The recently-launched WMO Greenhouse Gas Bulletin revealed that the global averaged concentrations of CO2 reached the 407.8 parts per million in 2018, up from 405.5 parts per million (ppm) in 2017.
According to the Bulletin, the rise in CO2 from 2017 to 2018 was very similar to that observed from 2016 to 2017 and just above the average over the last decade. Global levels of CO2 crossed the symbolic and significant 400 parts per million benchmark in 2015.
From 1990 the world has experienced a 43% increase in total radiative forcing by long-lived greenhouse gases; Thus, CO2 remains in the atmosphere for centuries and in the oceans for even longer.
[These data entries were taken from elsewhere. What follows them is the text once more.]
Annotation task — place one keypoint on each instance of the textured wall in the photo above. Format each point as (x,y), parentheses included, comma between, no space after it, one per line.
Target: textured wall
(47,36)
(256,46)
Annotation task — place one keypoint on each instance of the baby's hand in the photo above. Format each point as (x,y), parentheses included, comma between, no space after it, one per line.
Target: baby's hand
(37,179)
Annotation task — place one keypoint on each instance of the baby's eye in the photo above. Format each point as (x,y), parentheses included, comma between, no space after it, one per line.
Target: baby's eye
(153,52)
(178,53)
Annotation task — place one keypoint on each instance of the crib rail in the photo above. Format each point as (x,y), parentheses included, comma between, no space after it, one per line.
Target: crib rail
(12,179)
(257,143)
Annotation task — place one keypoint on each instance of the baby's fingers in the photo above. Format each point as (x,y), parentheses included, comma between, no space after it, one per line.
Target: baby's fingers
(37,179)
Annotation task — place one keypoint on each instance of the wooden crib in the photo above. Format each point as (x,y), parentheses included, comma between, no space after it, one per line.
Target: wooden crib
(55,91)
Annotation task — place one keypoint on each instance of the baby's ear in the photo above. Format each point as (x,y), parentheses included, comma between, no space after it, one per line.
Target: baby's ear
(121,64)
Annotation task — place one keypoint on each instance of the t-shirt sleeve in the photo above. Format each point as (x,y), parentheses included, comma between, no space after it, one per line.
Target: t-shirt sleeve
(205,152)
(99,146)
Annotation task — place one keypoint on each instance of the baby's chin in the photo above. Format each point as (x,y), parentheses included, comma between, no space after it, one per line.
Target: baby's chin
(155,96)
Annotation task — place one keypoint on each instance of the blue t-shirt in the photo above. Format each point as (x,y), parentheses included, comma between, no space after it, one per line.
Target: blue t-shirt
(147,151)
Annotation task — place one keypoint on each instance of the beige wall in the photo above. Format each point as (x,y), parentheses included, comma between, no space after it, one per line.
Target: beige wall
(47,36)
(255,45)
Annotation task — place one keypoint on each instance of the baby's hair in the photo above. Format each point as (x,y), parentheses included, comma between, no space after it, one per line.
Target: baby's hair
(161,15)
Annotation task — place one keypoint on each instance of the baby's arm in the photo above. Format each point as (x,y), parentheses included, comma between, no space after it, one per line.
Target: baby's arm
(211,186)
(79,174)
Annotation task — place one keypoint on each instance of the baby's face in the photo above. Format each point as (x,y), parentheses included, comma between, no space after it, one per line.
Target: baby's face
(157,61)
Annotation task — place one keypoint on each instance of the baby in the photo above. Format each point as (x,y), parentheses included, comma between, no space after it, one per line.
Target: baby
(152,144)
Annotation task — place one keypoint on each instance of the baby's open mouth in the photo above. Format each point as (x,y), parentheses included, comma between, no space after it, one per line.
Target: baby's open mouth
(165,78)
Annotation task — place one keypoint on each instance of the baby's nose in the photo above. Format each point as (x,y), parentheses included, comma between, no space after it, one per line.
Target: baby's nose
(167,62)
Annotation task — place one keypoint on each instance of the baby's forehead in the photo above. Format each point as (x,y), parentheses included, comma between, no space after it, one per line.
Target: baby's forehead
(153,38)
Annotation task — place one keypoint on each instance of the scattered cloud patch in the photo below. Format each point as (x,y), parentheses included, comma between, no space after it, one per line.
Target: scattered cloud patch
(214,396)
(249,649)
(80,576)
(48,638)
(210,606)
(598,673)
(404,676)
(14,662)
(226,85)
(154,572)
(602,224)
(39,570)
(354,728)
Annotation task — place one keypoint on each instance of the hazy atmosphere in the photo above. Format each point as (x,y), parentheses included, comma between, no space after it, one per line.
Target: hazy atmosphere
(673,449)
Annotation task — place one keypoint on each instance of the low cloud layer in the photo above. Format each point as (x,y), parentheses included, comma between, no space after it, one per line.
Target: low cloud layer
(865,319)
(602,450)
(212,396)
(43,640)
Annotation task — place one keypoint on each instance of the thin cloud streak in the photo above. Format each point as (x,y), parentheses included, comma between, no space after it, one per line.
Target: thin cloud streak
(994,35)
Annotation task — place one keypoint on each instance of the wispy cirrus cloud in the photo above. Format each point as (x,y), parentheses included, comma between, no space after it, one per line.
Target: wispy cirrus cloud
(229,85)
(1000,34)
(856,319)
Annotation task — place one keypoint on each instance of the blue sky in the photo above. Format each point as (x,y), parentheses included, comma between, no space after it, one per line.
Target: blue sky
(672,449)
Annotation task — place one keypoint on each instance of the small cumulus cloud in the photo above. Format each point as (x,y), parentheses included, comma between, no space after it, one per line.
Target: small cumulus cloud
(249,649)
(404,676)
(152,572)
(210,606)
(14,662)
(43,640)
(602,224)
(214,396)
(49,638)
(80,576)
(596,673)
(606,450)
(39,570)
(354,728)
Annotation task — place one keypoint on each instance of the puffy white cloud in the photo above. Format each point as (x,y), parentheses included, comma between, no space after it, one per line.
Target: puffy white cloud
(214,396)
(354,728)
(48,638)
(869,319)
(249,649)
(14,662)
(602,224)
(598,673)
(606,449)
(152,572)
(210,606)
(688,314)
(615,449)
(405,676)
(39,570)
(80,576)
In light of these developments, Secretary General of WMO, Petteri Taalas commented that
We need to translate the commitments into action and increase the level of ambition for the sake of the future welfare of the mankind. It is worth recalling that the last time the Earth experienced a comparable concentration of CO2 was 3-5 million years ago. Back then, the temperature was 2-3°C warmer, sea level was 10-20 meters higher than now.
Carbon Dioxide is the main greenhouse gas, which is the result of human activities. Its concentration reached new highs in 2018 of 407.8 ppm, or 147% of pre-industrial level in 1750.
Methane, coming second as the most important long-lived greenhouse gas, contributes about 17% of radiative forcing. Natural sources, as wetlands and termites produce about 40% of methane, which is emitted to the atmosphere. The remaining 60% is the result of human activities, including cattle breeding, rice agriculture, fossil fuel exploitation, landfills and biomass burning.
Nitrous Oxide is emitted by both antrhopogenic and natural sources, by 40% and 60% respectively. This kind of emission is the result of oceans, soil, biomass burning, fertilizer use, and various industrial processes. The increase from 2017 to 2018 was also higher than that observed from 2016 to 2017 and the average growth rate over the past 10 years.